The long-run equilibrium quantity for each individual firm is 12 packs of raspberries, at a long-run price of $44. There will be 200 active producers in the raspberry growing industry in a long-run competitive equilibrium.

Step-by-step explanation:

The student's question relates to finding the long-run equilibrium in a perfectly competitive and constant-cost raspberry growing industry. Given the marginal cost (MC) and average cost (AC) functions, along with the market demand curve, we proceed to find the equilibrium.

In a perfectly competitive market, long-run equilibrium is established when economic profit is zero, which happens where Price (P) = Marginal Cost (MC) = Average Cost (AC). This is because firms will enter or exit the market until there are no economic profits left, leading to the price equaling average cost.

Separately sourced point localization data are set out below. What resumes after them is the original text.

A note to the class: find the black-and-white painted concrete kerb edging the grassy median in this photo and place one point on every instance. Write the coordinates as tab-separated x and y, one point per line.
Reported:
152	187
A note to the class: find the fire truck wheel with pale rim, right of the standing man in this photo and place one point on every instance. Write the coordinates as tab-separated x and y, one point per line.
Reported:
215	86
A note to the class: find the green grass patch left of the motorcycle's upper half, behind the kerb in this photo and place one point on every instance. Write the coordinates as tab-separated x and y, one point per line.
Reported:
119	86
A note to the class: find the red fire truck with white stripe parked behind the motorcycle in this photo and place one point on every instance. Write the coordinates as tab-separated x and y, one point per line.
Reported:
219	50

Given the firm's MC function MC(Q) = 20 + 2Q, and the AC function AC(Q) = 20 + Q +144/Q, we equate MC to AC to find the equilibrium quantity Q. Solving 20 + 2Q = 20 + Q + 144/Q, we find that Q = 12 packs of raspberries.

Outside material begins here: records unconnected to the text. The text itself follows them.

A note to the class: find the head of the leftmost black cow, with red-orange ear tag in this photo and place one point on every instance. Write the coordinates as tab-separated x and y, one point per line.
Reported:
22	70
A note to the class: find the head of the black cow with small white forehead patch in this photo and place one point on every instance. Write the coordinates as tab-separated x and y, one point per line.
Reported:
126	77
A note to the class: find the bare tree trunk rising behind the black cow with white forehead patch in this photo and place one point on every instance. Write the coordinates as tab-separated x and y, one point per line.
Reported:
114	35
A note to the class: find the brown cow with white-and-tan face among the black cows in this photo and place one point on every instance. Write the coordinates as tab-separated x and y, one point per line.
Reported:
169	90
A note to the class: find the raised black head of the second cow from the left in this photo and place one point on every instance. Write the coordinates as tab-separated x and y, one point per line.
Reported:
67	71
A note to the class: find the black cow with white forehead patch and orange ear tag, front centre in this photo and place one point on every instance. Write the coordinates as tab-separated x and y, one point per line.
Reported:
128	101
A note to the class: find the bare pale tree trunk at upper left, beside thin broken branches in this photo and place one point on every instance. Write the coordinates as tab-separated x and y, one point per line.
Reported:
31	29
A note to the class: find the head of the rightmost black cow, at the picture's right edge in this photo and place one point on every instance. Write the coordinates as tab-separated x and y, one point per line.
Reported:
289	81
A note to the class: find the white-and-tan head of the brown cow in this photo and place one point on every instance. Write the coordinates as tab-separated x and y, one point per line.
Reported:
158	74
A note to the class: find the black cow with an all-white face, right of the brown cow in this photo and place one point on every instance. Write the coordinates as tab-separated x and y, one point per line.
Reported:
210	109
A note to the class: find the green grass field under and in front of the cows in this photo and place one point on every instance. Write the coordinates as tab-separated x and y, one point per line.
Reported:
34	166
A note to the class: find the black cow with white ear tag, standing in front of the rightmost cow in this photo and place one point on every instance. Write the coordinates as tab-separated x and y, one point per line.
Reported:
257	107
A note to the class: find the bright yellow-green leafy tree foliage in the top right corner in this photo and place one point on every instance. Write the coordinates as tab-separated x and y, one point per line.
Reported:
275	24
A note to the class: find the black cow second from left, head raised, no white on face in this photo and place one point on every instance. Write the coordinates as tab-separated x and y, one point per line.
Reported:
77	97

Substitute Q into the MC or AC function to find the long-run price. Thus, the long-run price (P) is P = 20 + 2(12) = $44.

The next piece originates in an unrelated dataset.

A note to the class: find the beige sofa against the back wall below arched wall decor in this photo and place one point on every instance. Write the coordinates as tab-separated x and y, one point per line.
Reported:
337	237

With the demand curve D(P) = 2488 - 2P and the long-run price of $44, we substitute P into the demand equation to solve for the total quantity demanded in the market: Qd = 2488 - 2(44) = 2400 packs of raspberries. Dividing total quantity demanded by quantity per firm (2400/12), we get the number of active producers, which is 200 producers.

Answer 2

The long-run equilibrium quantity is the output level where marginal cost equals average cost, and the long-run price is the cost at which the market supply and demand balance. The number of active producers is the total market quantity divided by the quantity each firm produces at the equilibrium price.

Step-by-step explanation:

To find the long-run equilibrium quantity and price in a perfectly competitive market, the following steps must be taken:

1. First, set the marginal cost equal to the price, since a perfectly competitive firm will continue to produce up to the point where the price (P) is equal to the marginal cost (MC), as per the profit-maximization rule (P = MC).
2. To find the long-run equilibrium price, we recognize that in the long run, firms will break even, meaning that price will also equal average cost (AC). Therefore, we set MC equal to AC and solve for Q to find the equilibrium quantity for the individual firm.
3. Having found the quantity, substitute it back into MC or AC (since they're equal at equilibrium) to find the equilibrium price.
4. To determine the number of active producers, divide the total quantity demanded at the equilibrium price by the individual firm's equilibrium quantity.

In the given example, at the break-even point: MC(Q) = AC(Q). Thus, setting 20+2Q = 20 + Q + 144/Q, we solve for the firm's equilibrium quantity Q. To solve for the equilibrium price P, we substitute Q into either MC(Q) or AC(Q), and then use the market demand curve D(P) to find the total market quantity and divide by the firm quantity Q to get the number of firms.

In mathematical terms, the equilibrium quantity Q is found by solving 20+2Q = 20 + Q + 144/Q. For the long-run price, we solve the equation 2488 - 2P = Q, which gives us the equilibrium price P. Lastly, the number of active producers can be determined by dividing the total market quantity at equilibrium price by the equilibrium quantity per firm.